“Un Arte A Realizar [An Art In Becoming]” is the first solo exhibition in the UK dedicated to the Argentinian artist Edgardo Antonio Vigo, who died in 1997. Relatively unknown in Europe, his name has until recently been associated with mail art, that most underrated of avant-garde movements. The exhibition presents a small selection of around 30 works, mostly on paper, from the late 1950s to the ’90s, part of a much larger collection recently acquired by the gallery from the Sackner Archive of Concrete and Visual Poetry in Miami.1
Vigo’s early work comprises concrete poetry, represented here by two 1958 prints (R and Composición mecánico-estética), and neo-dada objects, which he defined as useless and impossible machines.2 (Photographs documenting two of these are on display.) He edited the artists’ magazine Diagonal Cero, which featured visual and concrete poetry from Argentina and beyond, and in 1969 organized the international exhibition of concrete poetry “Expo Internacional Novísima Poesía/69” in Buenos Aires.

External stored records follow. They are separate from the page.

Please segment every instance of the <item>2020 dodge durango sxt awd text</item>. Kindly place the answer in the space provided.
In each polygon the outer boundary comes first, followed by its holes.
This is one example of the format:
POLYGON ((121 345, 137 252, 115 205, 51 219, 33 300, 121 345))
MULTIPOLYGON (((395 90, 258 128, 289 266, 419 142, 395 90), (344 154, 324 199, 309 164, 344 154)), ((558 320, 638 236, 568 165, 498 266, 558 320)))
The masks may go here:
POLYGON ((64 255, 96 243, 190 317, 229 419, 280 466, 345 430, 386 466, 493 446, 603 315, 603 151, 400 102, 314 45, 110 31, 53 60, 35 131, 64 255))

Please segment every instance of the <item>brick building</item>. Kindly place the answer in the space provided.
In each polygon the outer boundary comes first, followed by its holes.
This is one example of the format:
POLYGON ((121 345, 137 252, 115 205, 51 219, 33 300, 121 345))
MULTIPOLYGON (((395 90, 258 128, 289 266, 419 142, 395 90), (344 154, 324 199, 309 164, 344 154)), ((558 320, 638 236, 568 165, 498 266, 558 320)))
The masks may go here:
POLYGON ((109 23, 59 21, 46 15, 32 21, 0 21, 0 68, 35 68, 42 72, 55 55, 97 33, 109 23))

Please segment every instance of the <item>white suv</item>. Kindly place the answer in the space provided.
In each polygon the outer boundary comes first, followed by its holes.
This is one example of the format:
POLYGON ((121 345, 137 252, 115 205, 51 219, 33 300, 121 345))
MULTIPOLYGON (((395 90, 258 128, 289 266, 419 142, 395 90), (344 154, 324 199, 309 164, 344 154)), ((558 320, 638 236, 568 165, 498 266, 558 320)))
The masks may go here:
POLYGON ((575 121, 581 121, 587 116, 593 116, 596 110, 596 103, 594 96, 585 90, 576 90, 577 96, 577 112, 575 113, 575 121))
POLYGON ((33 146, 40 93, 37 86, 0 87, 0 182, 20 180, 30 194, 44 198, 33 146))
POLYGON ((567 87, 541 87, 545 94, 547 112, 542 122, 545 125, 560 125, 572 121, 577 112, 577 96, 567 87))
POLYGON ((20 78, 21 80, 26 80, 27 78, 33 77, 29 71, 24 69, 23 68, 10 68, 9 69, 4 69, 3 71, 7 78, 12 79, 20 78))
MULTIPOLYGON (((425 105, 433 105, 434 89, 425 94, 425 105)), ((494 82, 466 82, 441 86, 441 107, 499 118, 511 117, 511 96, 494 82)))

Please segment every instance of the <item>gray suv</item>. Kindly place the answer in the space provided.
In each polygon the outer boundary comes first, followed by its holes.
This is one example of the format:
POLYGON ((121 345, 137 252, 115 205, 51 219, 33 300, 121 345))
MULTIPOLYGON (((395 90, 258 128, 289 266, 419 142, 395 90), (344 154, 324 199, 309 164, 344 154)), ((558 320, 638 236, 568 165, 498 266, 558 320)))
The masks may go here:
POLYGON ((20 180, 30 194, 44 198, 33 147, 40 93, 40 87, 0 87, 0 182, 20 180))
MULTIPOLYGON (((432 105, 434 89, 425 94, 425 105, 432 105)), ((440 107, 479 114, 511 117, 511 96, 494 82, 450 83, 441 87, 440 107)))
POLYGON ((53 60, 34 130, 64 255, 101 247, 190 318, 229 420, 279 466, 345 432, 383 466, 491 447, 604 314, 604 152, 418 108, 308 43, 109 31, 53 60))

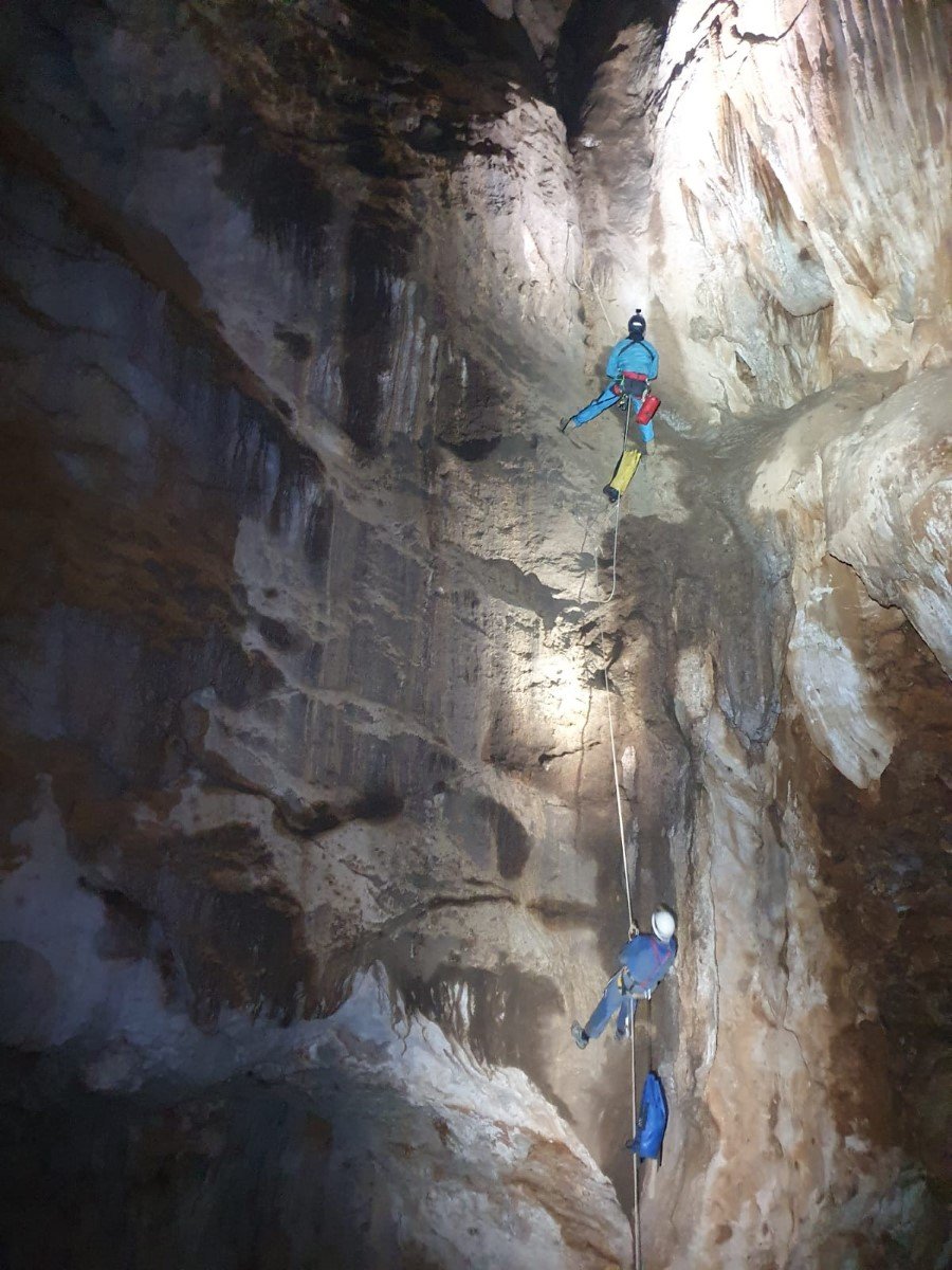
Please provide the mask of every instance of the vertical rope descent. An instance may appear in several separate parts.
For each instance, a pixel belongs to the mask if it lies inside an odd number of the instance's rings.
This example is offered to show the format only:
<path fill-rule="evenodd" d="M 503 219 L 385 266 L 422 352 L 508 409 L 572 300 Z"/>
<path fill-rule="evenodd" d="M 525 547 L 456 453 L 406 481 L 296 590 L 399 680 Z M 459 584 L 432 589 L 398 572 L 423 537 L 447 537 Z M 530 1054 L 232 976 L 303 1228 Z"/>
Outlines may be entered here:
<path fill-rule="evenodd" d="M 600 296 L 599 296 L 600 302 Z M 608 315 L 605 314 L 605 320 Z M 631 398 L 628 398 L 625 409 L 625 439 L 622 442 L 622 453 L 625 453 L 625 446 L 628 443 L 628 428 L 631 425 Z M 614 504 L 614 545 L 612 549 L 612 589 L 608 593 L 609 603 L 614 599 L 614 593 L 618 588 L 618 523 L 621 521 L 622 500 L 617 499 Z M 598 585 L 598 555 L 595 555 L 595 585 Z M 622 845 L 622 867 L 625 870 L 625 902 L 628 906 L 628 930 L 631 930 L 635 923 L 635 916 L 631 907 L 631 874 L 628 872 L 628 847 L 625 841 L 625 813 L 622 810 L 622 785 L 618 779 L 618 754 L 614 744 L 614 716 L 612 712 L 612 686 L 608 679 L 608 657 L 605 654 L 605 632 L 602 625 L 602 615 L 598 616 L 598 635 L 602 645 L 602 658 L 604 660 L 603 676 L 605 681 L 605 702 L 608 705 L 608 735 L 612 743 L 612 775 L 614 777 L 614 804 L 618 809 L 618 839 Z M 638 1129 L 638 1081 L 637 1071 L 635 1063 L 635 1002 L 628 1003 L 628 1033 L 631 1036 L 631 1135 Z M 641 1270 L 641 1213 L 638 1209 L 638 1157 L 637 1152 L 631 1154 L 631 1170 L 632 1170 L 632 1231 L 635 1234 L 635 1270 Z"/>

Between 1971 and 1975 he published Hexágono ’71, a magazine that included contributions from a wide range of international artists. Although these publications are poorly represented in the exhibition—with just two issues of Diagonal Cero—they are central to Vigo’s practice, and their presence is felt behind and between the framed prints displayed on the walls of the gallery.
From 1968, with Manojo de semáforos [Handful of traffic lights], Vigo started a series of conceptual performances, often involving the audience, that would continue for the rest of his career. Documentation of his conceptual work is included at Richard Saltoun with the series “El Tapón del Río de la Plata” [River Plate’s plug] (1973). The Manzonian multiple Poemas matemáticos (in)comestibles [(in)edible mathematical poems], the only sculptural work in the exhibition, was also made in 1968.
Vigo’s practice would become more explicitly political during the 1970s (his son, Abel Luis, was “disappeared” under the military regime in 1976), primarily taking the form of mail art. An active mail artist, with many international connections (some of the material displayed retains the Sackners’ address, stamps, and postmarks), he co-organized the pioneering exhibition “Última Exposición de Arte Correo” [Last Mail Art Exhibition] in Buenos Aires in 1975. His mail art is characterized by a desire to establish independent chains of communication between individuals and groups to address social, political, and economic concerns while, at the same time, privileging craft and experimentation with material, color, and construction.
Vigo’s important role in the development of neo-avantgarde art practices in Argentina in the 1960s and ’70s, and his wider influence and connections, are only now becoming better understood thanks to new academic research and exhibitions, large and small, on both sides of the Atlantic (Museo de Arte Moderno in Buenos Aires, 2016; Museum of Modern Art, New York, 2014; Weserburg Museum of Modern Art, Bremen, 2012). His work, from performance to xerox, addresses a wider context of his rejection of traditional media, the gallery system, and the art market. His significant involvement with concrete poetry3—a meeting place of literature and visual arts—locates him at an early phase of the turn to language that characterized conceptual art.
Vigo (“el borde Vigo,” as he signs himself in a work in this show) is slowly moving in from the margins as part of a much-needed, ongoing review of historical narratives of 1960s art that includes the reassessment of the significance of concrete poetry, mail art, and other neo-avantgarde forms. “Un arte a realizar [An Art In Becoming]” makes a small but useful contribution to this debate, presenting a career-long selection of Vigo’s work to new audiences.4
Some of this material was also presented at ARCO in Madrid, in February 2017.
See Edgardo Antonio Vigo, Maquinaciones. Edgardo Antonio Vigo: trabajos 1953-1962 (Buenos Aires: CCEBA, 2008).
Vigo’s object-poems are included, for instance, in The Oxford Book of Latin American Poetry (Oxford: Oxford University Press, 2009).
While we wait for a much needed, up-to-date monograph on Vigo (one was announced for “Edgardo Antonio Vigo: Obras 1953 – 1997,” a large retrospective held last year at the Museo de Arte Moderno in Buenos Aires, but has not yet been published), Richard Saltoun has produced a small catalogue to accompany this exhibition.